Barack Obama must bring the Turkish government to begin talks with the political representatives of the Kurds in Parliament for a peaceful solution to the Kurdish question. With this appeal the Society for Threatened Peoples (GfbV) wrote to the US President on Friday. The human rights organisation also asked Obama to speak out for the release of the 3,835 Kurdish political prisoners. Most of them have been in prison in Turkey for more than 20 years. About half of them have never had a court case.

 

"Turkey will find no peace until Kurdish identity is recognized,” is the message in the letter of the GfbV to Obama. For the Kurds it is important that the equality of their language and culture be recognized. There is to date not a single Kurdish school for the 15 – 20 million Kurds in Turkey. They make up at least 20 percent of the population.

 

The GfbV pointed out in its letter to Obama, who is expected in Ankara on Sunday, that there is no freedom of religion for the communities of the Alevites, Yezidi and Syrian orthodox Christians.
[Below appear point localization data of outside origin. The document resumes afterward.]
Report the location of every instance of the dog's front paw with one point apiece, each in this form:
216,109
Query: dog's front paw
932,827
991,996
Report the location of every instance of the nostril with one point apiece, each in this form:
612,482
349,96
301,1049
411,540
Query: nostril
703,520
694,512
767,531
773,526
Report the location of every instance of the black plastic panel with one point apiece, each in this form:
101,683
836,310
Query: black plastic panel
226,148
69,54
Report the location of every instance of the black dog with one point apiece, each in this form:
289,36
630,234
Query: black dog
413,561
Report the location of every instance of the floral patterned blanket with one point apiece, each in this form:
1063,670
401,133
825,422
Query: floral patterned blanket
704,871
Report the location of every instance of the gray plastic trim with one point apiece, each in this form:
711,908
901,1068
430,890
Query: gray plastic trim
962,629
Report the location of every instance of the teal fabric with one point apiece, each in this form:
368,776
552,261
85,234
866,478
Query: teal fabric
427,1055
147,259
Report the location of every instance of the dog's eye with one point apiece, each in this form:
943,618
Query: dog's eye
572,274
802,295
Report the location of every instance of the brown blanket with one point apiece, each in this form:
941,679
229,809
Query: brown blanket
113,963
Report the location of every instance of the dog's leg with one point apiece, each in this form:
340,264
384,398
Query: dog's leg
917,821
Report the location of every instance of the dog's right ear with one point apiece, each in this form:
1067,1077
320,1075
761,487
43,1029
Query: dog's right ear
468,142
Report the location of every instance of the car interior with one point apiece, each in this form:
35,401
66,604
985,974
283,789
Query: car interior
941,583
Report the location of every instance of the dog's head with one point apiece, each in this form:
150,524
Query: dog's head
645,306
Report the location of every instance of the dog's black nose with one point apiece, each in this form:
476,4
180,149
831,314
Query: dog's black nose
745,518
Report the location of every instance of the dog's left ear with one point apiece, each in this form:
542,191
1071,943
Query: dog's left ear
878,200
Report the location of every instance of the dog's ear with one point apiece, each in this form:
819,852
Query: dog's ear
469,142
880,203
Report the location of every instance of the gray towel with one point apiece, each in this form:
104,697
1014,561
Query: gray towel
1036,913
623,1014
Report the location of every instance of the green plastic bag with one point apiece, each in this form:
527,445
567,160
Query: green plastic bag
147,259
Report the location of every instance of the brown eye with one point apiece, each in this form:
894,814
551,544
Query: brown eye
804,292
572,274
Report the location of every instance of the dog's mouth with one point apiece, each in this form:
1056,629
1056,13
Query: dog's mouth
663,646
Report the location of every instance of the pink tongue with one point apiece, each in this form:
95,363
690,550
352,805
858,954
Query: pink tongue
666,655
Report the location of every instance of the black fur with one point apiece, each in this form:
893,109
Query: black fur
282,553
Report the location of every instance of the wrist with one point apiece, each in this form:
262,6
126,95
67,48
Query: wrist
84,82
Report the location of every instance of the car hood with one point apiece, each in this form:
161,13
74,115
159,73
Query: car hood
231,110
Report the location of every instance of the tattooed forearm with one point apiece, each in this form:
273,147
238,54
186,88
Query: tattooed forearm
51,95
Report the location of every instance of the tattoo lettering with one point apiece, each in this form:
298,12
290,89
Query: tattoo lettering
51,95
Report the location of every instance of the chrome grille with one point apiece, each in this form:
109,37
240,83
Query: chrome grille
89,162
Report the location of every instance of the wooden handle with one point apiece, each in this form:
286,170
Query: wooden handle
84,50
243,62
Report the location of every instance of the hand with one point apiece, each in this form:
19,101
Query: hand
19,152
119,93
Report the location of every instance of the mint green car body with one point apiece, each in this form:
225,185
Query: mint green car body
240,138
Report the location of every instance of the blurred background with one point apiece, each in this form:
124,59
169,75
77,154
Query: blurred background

The religion of the majority, Sunni Islam, has the function of a state religion. Tens of thousands of the Yezidi and Syrian Orthodox have been driven out in the past decades, while the few thousand remaining are subjected to constant discrimination and persecution. The Alevites, who number about 20 million, are subject to discrimination.

 

In this connection the GfbV draws attention to the demand for the USA to bring the Turkish government to cease denying the genocide against approximately 1.5 million Armenians between 1915 and 1918.

 

The Cyprus question is also dealt with in the letter from the human rights organisation. This dangerous, smouldering conflict between Turkey and the Republic of Cyprus as a member of the European Union must be solved urgently. Some 200,000 Greek, Armenian, Latin and Maronite Cypriots were driven out by the Turkish army in 1974 and nearly 100,000 Turks from the mainland were moved illegally to the occupied northern part of the island. "We beg you, Mr. President, to step in for a speedy solution of the Cyprus question for the sake of human rights and the rights of Cypriots of all ethnic groups who were expelled or forcibly resettled, so that reunification can be achieved.”